La Costa Smeralda è stata la sua creazione più conosciuta, un unicum a livello mondiale. Ma il suo vero lascito va oltre il turismo di lusso. Ha costruito un’industria. Ha creato lavoro, visione, sviluppo. E, soprattutto, ha compreso che senza formazione non c’è crescita.
Non voleva solo hotel e ville affacciate sul mare. Voleva competenze. Per questo, sognava una grande scuola internazionale per la formazione dei manager dell’ospitalità, che garantisse alla Sardegna e all’Italia una classe dirigente capace di guidare il turismo con professionalità. Quel progetto, allora, non si concretizzò. Ma l’intuizione resta.
Non fu un caso, dunque, se proprio lui, con i suoi manager, accolse l’Università di Sassari all’aeroporto di Olbia, che gestiva attraverso la sua società Geasar, per ospitare i corsi di Economia del Turismo. Olbia, la porta della Costa Smeralda, diventava anche un centro di formazione per il futuro dell’industria turistica.
Oggi il consorzio UniOlbia raccoglie e rilancia quella visione.
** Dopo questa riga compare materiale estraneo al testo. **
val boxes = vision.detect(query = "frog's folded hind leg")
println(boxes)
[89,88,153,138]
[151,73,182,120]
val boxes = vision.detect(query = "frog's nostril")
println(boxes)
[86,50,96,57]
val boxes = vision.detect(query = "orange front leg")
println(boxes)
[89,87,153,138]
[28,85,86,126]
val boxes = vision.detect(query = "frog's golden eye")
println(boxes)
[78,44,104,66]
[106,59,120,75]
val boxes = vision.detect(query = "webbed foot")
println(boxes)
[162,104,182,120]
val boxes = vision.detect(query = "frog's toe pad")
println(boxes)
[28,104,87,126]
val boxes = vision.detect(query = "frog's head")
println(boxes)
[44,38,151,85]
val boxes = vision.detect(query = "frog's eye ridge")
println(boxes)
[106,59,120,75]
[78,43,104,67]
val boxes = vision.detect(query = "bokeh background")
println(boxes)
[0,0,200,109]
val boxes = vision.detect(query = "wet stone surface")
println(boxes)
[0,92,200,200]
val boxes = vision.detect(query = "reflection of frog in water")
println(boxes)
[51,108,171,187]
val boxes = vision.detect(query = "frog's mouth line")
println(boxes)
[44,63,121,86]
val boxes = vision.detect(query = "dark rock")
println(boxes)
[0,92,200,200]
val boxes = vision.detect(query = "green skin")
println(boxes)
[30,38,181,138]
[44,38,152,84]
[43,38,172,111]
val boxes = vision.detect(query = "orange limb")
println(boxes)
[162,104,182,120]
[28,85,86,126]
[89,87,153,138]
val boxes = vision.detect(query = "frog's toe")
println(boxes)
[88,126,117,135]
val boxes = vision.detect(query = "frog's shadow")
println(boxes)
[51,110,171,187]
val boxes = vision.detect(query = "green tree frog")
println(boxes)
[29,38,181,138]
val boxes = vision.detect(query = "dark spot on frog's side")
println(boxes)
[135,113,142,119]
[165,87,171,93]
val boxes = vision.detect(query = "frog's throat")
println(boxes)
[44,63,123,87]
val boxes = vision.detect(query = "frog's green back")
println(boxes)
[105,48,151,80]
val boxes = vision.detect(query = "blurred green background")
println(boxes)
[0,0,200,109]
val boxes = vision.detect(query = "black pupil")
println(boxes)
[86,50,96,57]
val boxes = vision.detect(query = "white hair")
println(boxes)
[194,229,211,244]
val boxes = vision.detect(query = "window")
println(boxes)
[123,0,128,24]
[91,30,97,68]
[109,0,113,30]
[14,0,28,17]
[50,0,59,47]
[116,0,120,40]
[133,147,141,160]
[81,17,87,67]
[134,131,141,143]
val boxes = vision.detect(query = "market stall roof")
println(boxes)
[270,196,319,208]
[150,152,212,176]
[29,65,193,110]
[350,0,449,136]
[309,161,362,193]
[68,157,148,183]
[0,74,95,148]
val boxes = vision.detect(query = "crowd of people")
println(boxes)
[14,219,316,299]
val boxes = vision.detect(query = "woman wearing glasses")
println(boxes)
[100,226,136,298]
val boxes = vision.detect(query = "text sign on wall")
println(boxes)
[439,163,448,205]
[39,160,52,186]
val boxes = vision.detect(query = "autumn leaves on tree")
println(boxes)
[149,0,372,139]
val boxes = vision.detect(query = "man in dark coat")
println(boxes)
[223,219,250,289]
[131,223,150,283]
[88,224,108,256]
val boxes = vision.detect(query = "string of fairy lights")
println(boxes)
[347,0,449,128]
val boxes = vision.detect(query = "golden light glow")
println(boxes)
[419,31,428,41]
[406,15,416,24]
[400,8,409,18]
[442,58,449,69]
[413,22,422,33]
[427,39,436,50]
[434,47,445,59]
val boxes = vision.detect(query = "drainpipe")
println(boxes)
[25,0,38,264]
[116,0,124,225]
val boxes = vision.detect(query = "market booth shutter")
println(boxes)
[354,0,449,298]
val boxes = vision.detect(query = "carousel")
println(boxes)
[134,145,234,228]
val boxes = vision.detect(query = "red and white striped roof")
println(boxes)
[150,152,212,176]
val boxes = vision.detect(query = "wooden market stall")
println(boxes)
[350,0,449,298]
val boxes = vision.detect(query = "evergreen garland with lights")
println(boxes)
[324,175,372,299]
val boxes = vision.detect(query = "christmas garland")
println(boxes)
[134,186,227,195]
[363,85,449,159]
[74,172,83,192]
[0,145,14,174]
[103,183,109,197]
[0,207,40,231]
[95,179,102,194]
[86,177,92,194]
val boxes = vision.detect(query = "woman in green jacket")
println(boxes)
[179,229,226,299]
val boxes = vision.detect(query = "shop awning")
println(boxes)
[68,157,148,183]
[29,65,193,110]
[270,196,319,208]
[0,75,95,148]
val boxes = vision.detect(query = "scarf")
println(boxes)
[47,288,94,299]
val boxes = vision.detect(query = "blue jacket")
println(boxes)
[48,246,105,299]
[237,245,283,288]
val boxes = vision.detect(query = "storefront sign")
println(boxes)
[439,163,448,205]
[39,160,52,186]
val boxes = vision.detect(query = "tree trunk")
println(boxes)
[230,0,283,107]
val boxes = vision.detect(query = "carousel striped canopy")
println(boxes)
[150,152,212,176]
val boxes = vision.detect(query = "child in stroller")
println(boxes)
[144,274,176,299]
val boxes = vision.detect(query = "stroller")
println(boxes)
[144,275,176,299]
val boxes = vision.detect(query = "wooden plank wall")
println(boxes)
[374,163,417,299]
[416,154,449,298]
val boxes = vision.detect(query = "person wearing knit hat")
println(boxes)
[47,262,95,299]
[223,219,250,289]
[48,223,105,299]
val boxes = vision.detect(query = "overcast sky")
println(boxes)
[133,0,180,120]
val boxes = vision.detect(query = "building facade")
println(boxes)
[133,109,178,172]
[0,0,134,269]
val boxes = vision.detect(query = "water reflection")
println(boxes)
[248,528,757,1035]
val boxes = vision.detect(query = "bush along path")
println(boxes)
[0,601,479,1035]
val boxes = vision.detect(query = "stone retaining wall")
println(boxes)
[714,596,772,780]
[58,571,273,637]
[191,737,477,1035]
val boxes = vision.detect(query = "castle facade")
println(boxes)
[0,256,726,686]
Oggi, il suo impegno è quello di costruire un polo universitario moderno, che risponda alle esigenze del territorio. Ed è qui che il cerchio si chiude. Perché tra i corsi che hanno preso vita a Olbia, oltre a Economia del Turismo, c’è Ingegneria Navale.
E la nautica, per il Principe, era una questione di visione.
La Costa Smeralda e la grande nautica sono cresciute insieme. Fu l’Aga Khan, nel 1964, a costruire il Porto Vecchio di Porto Cervo, concepito come rifugio per le barche a vela e gli yacht. Poi, nel 1976, diede vita alla Marina Nuova, trasformandola in uno dei porti turistici più importanti del Mediterraneo. Quello che all’inizio era solo un piccolo molo, è divenuto un punto di riferimento mondiale per la grande nautica. Una delle primarie destinazioni mondiali per superyacht.
Poi arrivarono le grandi regate dello Yacht Club Costa Smeralda, la prima sfida italiana in Coppa America nel 1983 con Azzurra, l'impresa nell'attraversata atlantica con Destriero.
Quella crescita sulla formazione, iniziata negli anni ‘60 anche con la spinta per l'apertura dell'istituto alberghiero ad Arzachena, oggi continua con UniOlbia. Perché le infrastrutture restano, ma è la conoscenza che fa la differenza. E il Principe lo sapeva bene.
Oggi il suo nome non è solo parte della storia della Costa Smeralda, ma vive in tutto ciò che ne è derivato: il turismo, l’aeroporto, la nautica, la formazione. La sua visione è ancora qui. E continuerà a essere un'eredità da custodire e una sfida da raccogliere, per uno sviluppo sostenibile e per le nuove generazioni.
UniOlbia si unisce al cordoglio internazionale ed esprime le più sentite condoglianze e la propria vicinanza alla famiglia di Sua Altezza il Principe Karim Aga Khan.